First, nothing happened. Then, there was a slight sound of something being sprayed around, and a stinging pain surged from the area. Still, the pain was miniscule compared to the pain of jabbing the rods into her raw wound. Then the pain started. With a spark, fire started to spread out radially from the center of the rods. This pain, was incomparable to any of the pain she had felt in the rest of the treatment. Lily was overwhelmed by the urge to scream, but she desperately kept her mouth shut, refusing to give in. The pain was immense, but it was nothing compared to the pain of the Dragon biting off her legs. With that thought in mind, she endured the agony. And so it was that Lily remained silent throughout as the skin around her wound was burned away.
When the fire finally stopped, the rods dislodged themselves, leaving a charred, blackened area around the place where her legs ended. Lily wiped off the sweat in which she was drenched and took several deep breaths while she observed. After a while, she noted that no more blood was flowing and slumped on the ground, exhausted. She would live. She fished out another pack of blood from the box, and substituted it for the now-empty previous packet, then she lay down and closed her eyes.

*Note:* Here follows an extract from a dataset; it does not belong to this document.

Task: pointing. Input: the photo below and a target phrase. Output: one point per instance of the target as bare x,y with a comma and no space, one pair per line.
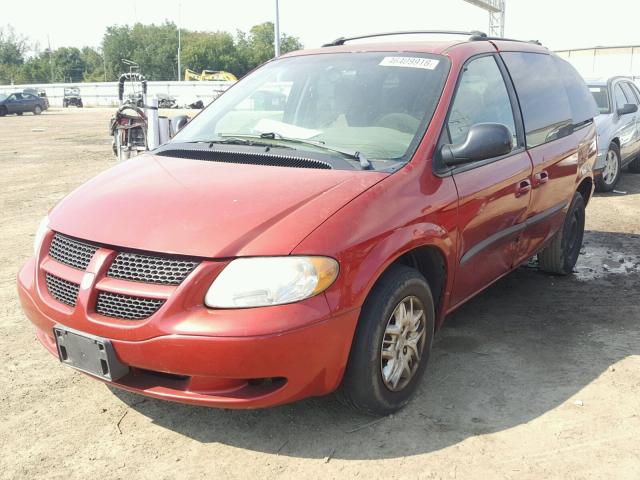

As she felt strength gradually returning to her, she sighed. She was so tired… First, some rest. Then, she would work on her dream. As the blood from the packet continued to drain into her arm, she gently dozed off to sleep, creating a striking image: A young disabled girl, sleeping among mountains of junk and the long-decayed corpses of others. A legless girl resting peacefully in a land of discarded metal.